Map 1: Location of Kirkcudbrightshire, Scotland.

The cluster of Newalls in SW Scotland likely represents a spillover from the peak UK cluster in the north of England. These Scottish Newalls may be descendants of people from the north of England that moved into Scotland during the numerous English incursions into Scotland prior to 1600.
Richard Newall’s diary does not contain any evidence that he had family connections to Scotland; however, this link was sufficient to start my research on the Newalls of Scotland.
One other recent development reinforced my interest in Scotland. While researching John Newall merchant of Bristol who was operating in Harbour Grace, Nfld. in the late 18th and early 19th centuries (see Bristol under UK Newells Tab); I became aware of the role that Scottish merchants played in Harbour Grace at that time.

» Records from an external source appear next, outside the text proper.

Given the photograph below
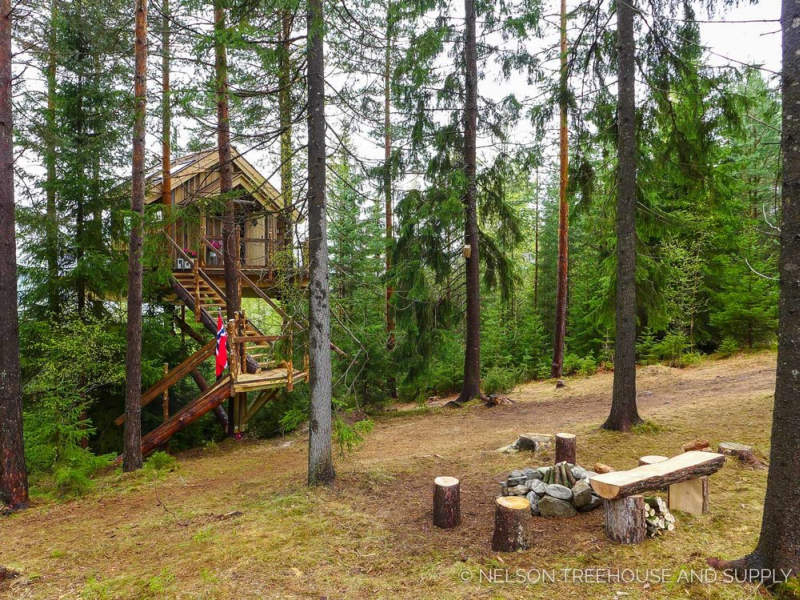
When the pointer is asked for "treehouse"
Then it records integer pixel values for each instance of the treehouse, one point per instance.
(264, 230)
(259, 365)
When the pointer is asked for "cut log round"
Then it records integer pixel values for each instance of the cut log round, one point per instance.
(732, 448)
(511, 517)
(697, 445)
(565, 448)
(651, 459)
(742, 452)
(625, 520)
(689, 465)
(446, 502)
(690, 496)
(602, 468)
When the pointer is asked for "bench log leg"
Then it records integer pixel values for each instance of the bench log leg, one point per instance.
(690, 496)
(625, 519)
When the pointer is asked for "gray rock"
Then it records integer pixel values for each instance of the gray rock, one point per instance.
(534, 500)
(516, 477)
(510, 449)
(518, 490)
(594, 502)
(561, 492)
(538, 486)
(553, 507)
(531, 473)
(581, 493)
(533, 441)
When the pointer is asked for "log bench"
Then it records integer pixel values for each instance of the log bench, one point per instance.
(686, 476)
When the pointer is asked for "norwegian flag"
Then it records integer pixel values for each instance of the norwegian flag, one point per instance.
(221, 351)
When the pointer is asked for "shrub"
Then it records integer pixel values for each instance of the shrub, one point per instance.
(349, 437)
(574, 364)
(728, 347)
(72, 475)
(498, 379)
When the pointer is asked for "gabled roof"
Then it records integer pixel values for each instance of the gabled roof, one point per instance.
(189, 166)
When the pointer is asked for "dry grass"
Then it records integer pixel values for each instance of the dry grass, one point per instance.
(238, 522)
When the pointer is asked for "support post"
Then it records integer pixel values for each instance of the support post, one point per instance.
(565, 448)
(196, 273)
(625, 519)
(446, 502)
(165, 396)
(690, 496)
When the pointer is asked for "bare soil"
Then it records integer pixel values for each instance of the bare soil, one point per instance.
(238, 522)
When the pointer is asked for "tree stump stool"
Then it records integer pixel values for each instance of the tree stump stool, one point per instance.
(565, 448)
(689, 496)
(511, 517)
(446, 502)
(625, 519)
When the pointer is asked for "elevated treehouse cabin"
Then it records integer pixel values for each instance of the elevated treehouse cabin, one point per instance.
(267, 257)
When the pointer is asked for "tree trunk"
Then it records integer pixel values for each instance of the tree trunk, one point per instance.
(472, 354)
(51, 214)
(387, 171)
(132, 455)
(13, 477)
(446, 502)
(625, 520)
(511, 517)
(779, 543)
(285, 112)
(565, 448)
(623, 402)
(166, 116)
(320, 461)
(536, 248)
(563, 212)
(230, 230)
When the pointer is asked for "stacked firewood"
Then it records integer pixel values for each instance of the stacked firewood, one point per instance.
(657, 516)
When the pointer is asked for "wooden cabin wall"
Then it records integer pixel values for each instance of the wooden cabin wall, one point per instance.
(255, 249)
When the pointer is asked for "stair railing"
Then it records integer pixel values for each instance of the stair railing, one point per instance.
(296, 324)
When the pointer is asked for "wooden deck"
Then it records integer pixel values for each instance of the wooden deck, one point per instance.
(279, 377)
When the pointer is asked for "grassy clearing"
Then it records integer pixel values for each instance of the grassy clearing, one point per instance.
(236, 521)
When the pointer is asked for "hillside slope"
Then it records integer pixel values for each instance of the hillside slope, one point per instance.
(237, 521)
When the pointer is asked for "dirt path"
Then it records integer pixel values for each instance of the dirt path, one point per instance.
(237, 520)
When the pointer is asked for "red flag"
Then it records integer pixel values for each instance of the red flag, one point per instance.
(221, 351)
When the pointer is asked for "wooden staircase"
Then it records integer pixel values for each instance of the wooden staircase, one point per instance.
(253, 366)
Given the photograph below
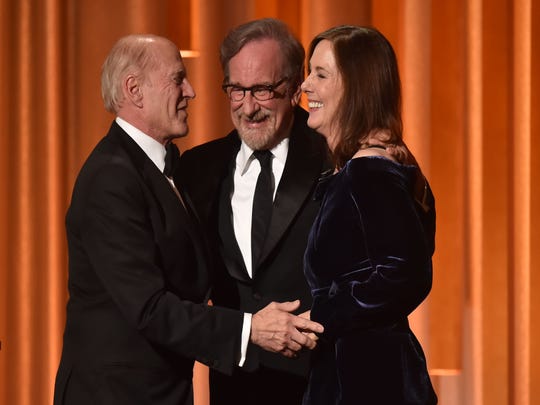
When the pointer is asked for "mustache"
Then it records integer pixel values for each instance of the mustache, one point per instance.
(256, 116)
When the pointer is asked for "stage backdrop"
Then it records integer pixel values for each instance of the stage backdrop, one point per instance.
(470, 72)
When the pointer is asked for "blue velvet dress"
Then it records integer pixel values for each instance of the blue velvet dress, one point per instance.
(368, 263)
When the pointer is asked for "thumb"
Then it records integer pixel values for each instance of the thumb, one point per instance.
(289, 306)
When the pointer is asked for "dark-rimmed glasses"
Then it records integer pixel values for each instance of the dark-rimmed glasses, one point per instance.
(260, 92)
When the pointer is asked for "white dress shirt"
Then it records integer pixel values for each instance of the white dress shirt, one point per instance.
(245, 179)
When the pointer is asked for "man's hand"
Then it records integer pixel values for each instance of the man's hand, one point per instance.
(275, 329)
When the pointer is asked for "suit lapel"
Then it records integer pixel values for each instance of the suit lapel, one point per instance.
(302, 169)
(174, 217)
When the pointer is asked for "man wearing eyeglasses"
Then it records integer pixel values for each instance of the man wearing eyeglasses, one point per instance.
(253, 190)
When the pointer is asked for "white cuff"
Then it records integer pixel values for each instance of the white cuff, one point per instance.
(246, 332)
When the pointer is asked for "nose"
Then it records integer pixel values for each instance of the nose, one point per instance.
(250, 104)
(305, 85)
(187, 90)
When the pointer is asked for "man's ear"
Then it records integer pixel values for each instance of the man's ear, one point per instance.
(133, 90)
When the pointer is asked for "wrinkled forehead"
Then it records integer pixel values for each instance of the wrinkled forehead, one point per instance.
(259, 61)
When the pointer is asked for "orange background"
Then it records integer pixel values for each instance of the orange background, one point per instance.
(470, 73)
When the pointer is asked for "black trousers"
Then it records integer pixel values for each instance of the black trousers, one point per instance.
(261, 387)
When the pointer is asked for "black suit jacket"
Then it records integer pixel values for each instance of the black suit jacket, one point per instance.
(206, 173)
(138, 281)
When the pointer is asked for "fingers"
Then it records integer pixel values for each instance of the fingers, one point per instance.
(275, 329)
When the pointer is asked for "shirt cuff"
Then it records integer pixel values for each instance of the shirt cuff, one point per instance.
(246, 331)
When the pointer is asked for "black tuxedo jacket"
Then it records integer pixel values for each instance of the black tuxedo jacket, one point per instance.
(138, 281)
(206, 172)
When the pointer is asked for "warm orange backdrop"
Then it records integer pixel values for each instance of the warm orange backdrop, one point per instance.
(470, 72)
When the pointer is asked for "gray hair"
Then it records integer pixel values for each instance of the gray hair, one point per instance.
(131, 54)
(265, 28)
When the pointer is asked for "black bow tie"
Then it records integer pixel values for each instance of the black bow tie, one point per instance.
(172, 157)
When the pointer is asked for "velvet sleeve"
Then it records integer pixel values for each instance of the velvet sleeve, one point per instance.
(395, 275)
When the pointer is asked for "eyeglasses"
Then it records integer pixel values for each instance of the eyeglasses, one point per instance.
(261, 92)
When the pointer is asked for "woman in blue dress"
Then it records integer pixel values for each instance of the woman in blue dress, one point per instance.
(368, 259)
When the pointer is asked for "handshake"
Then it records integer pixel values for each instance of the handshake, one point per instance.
(276, 329)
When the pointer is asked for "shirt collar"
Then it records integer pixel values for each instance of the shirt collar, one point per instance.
(153, 149)
(245, 155)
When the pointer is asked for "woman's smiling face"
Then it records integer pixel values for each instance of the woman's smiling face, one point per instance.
(324, 90)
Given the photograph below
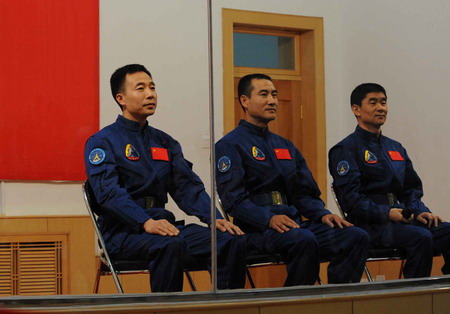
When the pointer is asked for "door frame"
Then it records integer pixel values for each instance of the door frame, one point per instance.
(312, 77)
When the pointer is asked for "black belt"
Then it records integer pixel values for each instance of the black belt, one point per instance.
(271, 198)
(152, 201)
(389, 198)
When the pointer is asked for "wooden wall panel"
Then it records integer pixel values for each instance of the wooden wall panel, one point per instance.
(396, 305)
(82, 259)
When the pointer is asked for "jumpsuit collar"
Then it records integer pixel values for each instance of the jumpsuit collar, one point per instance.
(130, 125)
(263, 132)
(371, 137)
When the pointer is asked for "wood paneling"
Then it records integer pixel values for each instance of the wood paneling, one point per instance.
(81, 259)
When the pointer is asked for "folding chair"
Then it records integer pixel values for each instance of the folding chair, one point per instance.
(114, 267)
(256, 259)
(375, 254)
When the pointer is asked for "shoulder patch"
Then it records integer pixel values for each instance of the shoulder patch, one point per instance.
(343, 168)
(258, 154)
(97, 156)
(370, 157)
(131, 153)
(224, 164)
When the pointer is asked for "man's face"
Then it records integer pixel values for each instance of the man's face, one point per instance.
(261, 107)
(138, 98)
(373, 111)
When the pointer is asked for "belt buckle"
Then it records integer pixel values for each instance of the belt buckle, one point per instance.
(276, 198)
(150, 201)
(391, 199)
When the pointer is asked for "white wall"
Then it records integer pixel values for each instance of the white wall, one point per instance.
(401, 44)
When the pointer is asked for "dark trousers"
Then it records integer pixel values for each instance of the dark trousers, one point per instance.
(418, 241)
(166, 256)
(303, 248)
(299, 248)
(346, 249)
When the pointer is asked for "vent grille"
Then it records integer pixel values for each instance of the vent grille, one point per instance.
(31, 268)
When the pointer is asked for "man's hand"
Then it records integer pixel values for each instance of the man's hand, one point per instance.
(225, 225)
(161, 227)
(332, 219)
(282, 223)
(395, 214)
(429, 219)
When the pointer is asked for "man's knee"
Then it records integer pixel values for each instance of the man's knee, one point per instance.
(299, 236)
(358, 235)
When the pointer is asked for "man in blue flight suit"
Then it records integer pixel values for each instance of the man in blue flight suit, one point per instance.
(377, 186)
(131, 167)
(265, 184)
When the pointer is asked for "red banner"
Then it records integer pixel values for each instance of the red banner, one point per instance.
(49, 90)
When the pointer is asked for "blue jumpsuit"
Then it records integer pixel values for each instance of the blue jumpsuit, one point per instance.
(366, 169)
(252, 162)
(131, 171)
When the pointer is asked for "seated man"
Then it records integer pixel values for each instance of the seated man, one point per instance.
(131, 167)
(378, 188)
(265, 184)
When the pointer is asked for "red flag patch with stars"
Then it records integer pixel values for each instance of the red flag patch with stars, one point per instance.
(395, 155)
(159, 153)
(282, 153)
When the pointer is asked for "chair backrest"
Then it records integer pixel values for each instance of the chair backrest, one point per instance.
(93, 210)
(341, 211)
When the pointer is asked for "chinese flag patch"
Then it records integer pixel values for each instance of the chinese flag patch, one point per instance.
(159, 153)
(395, 155)
(282, 153)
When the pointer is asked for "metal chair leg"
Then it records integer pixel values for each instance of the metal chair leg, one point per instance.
(97, 277)
(250, 279)
(191, 281)
(402, 265)
(369, 277)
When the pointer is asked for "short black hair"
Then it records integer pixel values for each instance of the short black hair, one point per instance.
(117, 80)
(245, 85)
(360, 92)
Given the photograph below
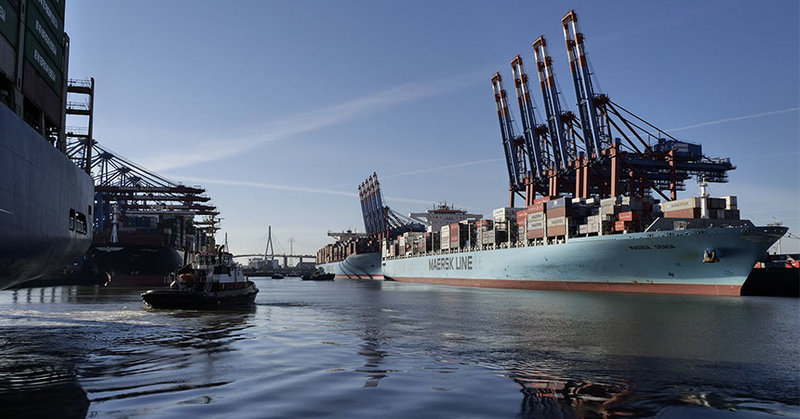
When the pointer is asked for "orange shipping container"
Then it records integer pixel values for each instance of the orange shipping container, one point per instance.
(683, 213)
(535, 234)
(629, 216)
(537, 207)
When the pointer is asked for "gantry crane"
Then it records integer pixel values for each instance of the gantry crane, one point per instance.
(609, 151)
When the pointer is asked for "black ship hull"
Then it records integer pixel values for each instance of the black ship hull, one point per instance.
(134, 264)
(45, 205)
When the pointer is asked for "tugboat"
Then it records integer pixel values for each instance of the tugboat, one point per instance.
(319, 275)
(213, 280)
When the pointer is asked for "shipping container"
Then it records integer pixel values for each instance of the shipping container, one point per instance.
(51, 41)
(9, 23)
(536, 225)
(610, 201)
(688, 203)
(534, 234)
(538, 207)
(522, 217)
(504, 214)
(535, 216)
(51, 14)
(557, 203)
(683, 213)
(629, 216)
(730, 202)
(557, 212)
(716, 203)
(622, 226)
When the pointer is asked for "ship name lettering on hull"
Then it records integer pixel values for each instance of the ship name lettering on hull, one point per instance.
(450, 263)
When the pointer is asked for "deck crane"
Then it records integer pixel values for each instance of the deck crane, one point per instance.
(581, 78)
(515, 147)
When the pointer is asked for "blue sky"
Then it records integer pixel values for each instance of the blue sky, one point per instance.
(281, 108)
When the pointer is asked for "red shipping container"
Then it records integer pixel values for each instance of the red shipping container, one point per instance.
(522, 217)
(622, 225)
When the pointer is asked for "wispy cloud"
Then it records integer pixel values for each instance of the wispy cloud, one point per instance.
(440, 168)
(287, 127)
(292, 188)
(738, 118)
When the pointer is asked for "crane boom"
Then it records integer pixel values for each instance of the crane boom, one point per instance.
(551, 102)
(506, 129)
(529, 123)
(581, 78)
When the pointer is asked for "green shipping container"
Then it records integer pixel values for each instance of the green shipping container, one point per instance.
(51, 42)
(58, 6)
(34, 54)
(8, 22)
(49, 13)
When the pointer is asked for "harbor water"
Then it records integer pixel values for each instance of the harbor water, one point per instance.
(366, 349)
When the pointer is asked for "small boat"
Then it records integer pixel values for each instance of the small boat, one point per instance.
(318, 276)
(213, 280)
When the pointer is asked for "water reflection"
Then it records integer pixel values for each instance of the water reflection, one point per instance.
(36, 378)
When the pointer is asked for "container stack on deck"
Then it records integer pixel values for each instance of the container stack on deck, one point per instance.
(336, 252)
(556, 220)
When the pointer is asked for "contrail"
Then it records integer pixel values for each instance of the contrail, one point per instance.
(436, 169)
(738, 118)
(290, 188)
(287, 127)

The volume of material I uncovered on the Newalls of SW Scotland was so large that I was forced to divide the report into different files (I, II, III, etc.) based on date. These files are organized as sub-files under this file (see below)

The first file covers the period up to 1603; the year King Janes VI of Scotland was crowned James I of England.

I am still planning on extending this material into the 18th century but I am currently working on other projects.